The Framers of the 1787 constitution, in contrast, openly acknowledged the revolutionary character of their act. Madison, as Publius, twice quoted the Declaration of Independence to justify the Conventions’ decision to propose a wholly new Constitution to be adopted by the concurrence of only nine states—in violation of both Congress’ express mandate and the solemn constitutional promise of the Articles of Confederation. Further, upon his inauguration as the nation’s President, the Convention’s President spoke openly of “the important revolution just accomplished in the system of [the people’s] United Government.”
Magliocca presents no evidence that Bingham ever spoke of the Fourteenth Amendment in this way, even privately. Thus, as Professor Allen Guelzo noted in his review of this biography, “it may be too much to nominate Bingham as the author of some brave new constitutional order.”

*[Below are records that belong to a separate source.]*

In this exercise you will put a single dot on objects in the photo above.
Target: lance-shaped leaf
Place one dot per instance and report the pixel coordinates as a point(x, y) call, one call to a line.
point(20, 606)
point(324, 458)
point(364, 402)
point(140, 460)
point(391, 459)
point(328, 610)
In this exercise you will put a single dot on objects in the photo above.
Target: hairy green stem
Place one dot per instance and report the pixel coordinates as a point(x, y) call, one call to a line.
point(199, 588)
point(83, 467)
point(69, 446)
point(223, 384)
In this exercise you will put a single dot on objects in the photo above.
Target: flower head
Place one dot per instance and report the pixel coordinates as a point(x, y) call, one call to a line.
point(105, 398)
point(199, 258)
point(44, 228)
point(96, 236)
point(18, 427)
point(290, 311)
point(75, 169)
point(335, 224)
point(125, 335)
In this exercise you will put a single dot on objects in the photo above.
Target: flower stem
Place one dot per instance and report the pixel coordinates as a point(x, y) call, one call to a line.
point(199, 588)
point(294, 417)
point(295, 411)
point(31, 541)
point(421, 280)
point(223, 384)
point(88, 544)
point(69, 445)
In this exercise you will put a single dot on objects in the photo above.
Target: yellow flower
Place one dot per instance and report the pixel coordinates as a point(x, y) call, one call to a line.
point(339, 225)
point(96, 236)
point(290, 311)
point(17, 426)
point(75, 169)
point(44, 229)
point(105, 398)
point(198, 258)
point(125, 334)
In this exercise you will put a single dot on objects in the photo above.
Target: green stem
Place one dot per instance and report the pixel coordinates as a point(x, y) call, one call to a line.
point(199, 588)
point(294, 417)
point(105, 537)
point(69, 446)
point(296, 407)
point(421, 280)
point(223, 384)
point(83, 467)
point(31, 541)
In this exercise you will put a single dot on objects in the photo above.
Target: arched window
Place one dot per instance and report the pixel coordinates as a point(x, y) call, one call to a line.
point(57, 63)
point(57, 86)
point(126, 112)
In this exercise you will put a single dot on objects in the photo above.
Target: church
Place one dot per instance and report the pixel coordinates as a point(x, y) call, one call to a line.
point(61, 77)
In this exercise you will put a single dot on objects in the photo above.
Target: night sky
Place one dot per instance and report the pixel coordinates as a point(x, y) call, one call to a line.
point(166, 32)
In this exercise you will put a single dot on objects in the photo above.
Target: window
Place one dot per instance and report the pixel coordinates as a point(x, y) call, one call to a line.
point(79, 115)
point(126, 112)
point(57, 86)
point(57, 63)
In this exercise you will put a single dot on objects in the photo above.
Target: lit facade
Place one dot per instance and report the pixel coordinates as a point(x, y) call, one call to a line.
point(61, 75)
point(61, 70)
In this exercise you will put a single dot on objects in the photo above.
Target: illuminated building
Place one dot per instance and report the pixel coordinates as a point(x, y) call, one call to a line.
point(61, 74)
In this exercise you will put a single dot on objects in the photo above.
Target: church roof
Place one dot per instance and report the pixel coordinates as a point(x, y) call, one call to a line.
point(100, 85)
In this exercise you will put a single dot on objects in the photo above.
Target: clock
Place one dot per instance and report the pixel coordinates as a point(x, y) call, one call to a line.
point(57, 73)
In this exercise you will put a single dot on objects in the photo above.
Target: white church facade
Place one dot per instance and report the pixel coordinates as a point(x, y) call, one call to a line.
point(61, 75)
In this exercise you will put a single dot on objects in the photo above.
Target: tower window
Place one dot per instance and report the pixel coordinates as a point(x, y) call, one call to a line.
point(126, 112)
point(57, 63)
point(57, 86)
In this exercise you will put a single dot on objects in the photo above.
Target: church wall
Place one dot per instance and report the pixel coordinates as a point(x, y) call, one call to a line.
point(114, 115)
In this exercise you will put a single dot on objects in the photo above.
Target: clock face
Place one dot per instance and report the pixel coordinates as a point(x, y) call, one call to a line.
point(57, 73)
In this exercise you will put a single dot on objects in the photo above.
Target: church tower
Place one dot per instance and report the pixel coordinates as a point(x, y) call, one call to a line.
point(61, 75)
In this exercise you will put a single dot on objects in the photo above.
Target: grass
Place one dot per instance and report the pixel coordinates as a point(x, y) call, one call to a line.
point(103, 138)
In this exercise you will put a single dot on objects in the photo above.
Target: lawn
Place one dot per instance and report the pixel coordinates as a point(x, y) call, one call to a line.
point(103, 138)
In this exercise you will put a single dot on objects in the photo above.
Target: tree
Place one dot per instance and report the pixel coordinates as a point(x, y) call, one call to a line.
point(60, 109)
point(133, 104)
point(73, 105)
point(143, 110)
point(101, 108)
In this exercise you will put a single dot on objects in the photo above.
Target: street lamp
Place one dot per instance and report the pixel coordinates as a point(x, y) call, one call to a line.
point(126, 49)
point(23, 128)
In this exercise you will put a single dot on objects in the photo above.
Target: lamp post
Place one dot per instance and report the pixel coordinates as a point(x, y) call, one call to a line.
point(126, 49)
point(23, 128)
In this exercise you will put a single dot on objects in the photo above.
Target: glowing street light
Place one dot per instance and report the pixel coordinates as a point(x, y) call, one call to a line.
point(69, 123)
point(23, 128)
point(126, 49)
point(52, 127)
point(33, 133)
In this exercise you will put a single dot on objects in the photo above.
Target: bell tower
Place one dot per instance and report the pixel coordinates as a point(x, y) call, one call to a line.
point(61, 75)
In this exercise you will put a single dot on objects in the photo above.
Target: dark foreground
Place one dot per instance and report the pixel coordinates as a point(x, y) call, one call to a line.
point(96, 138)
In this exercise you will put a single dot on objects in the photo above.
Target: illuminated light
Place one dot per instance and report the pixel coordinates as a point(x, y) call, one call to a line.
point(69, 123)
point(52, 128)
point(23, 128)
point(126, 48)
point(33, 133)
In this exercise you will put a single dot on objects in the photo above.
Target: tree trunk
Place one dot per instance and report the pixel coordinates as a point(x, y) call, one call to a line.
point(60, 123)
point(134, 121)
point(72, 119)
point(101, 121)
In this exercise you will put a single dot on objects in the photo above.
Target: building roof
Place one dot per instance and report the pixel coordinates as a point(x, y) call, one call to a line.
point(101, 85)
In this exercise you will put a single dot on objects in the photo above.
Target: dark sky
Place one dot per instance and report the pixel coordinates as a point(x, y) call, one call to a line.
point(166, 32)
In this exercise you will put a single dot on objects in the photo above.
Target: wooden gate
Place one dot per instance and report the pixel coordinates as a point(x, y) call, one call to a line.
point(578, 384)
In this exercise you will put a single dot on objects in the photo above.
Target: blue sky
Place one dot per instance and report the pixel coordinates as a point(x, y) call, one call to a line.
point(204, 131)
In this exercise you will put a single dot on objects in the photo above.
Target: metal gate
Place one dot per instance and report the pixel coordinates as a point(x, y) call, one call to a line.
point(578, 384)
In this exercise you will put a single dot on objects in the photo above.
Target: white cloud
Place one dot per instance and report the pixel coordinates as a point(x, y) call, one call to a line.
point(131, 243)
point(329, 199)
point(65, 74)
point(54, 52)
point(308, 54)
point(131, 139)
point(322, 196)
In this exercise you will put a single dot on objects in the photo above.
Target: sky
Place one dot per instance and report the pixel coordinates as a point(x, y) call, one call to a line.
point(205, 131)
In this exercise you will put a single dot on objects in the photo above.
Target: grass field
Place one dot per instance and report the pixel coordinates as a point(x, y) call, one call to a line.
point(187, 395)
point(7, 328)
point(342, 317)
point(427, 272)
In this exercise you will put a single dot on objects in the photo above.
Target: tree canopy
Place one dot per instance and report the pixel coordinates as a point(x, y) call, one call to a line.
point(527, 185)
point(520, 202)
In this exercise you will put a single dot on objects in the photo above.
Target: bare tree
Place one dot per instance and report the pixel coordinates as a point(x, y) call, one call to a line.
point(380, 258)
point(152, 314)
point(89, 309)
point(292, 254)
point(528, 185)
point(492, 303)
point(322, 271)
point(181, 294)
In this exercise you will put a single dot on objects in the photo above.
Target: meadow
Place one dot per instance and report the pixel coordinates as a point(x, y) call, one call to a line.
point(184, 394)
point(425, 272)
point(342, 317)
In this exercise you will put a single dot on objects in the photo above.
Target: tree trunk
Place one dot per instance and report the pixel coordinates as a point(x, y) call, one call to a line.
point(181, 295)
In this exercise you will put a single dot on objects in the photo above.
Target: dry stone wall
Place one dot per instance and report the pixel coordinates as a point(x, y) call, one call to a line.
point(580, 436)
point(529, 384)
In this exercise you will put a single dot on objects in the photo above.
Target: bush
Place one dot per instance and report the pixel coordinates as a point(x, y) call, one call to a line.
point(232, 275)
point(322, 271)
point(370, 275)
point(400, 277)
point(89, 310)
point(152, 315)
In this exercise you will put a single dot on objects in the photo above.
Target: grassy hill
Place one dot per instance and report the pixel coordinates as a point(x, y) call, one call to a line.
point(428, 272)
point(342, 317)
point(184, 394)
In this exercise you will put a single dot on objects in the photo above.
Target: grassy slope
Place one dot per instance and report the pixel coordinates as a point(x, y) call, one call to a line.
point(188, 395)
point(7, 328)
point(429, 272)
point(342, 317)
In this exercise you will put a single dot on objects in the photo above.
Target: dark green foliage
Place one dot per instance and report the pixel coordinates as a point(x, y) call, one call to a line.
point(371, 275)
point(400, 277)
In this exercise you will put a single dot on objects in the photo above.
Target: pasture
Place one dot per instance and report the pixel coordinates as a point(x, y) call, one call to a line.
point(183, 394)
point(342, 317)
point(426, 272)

Instead, Magliocca interprets Bingham’s expressions of conservative intent as subterfuge. Bingham is said to have worked “some bait and switch”—a “clever tactic” designed “to make Section one more palatable by downplaying its breath,” as he “was doing his best to convince people that [his] proposal was modest.” Yet it seems highly unlikely that Bingham would resort to such tactics, as they were foreign to his principles and character, as sketched by Magliocca himself. Bingham repeatedly denounced all political lies. “The truth can wrong no man,” he declared, and celebrated “the truth that a lie cannot live forever, that it must die.” His eulogist, quoted with great approval by Magliocca, attributed to Bingham “the highest ideals consistent with truth, honor, justice, and liberty.”
Nonetheless, even if the reader disagrees with some of Professor Magliocca’s conclusions, or is disappointed in the lack of new evidence as to the meaning of the Fourteenth Amendment, this biography represents a significant advance in American constitutional history. It is a welcome, necessary, and long-overdue contribution to scholarship.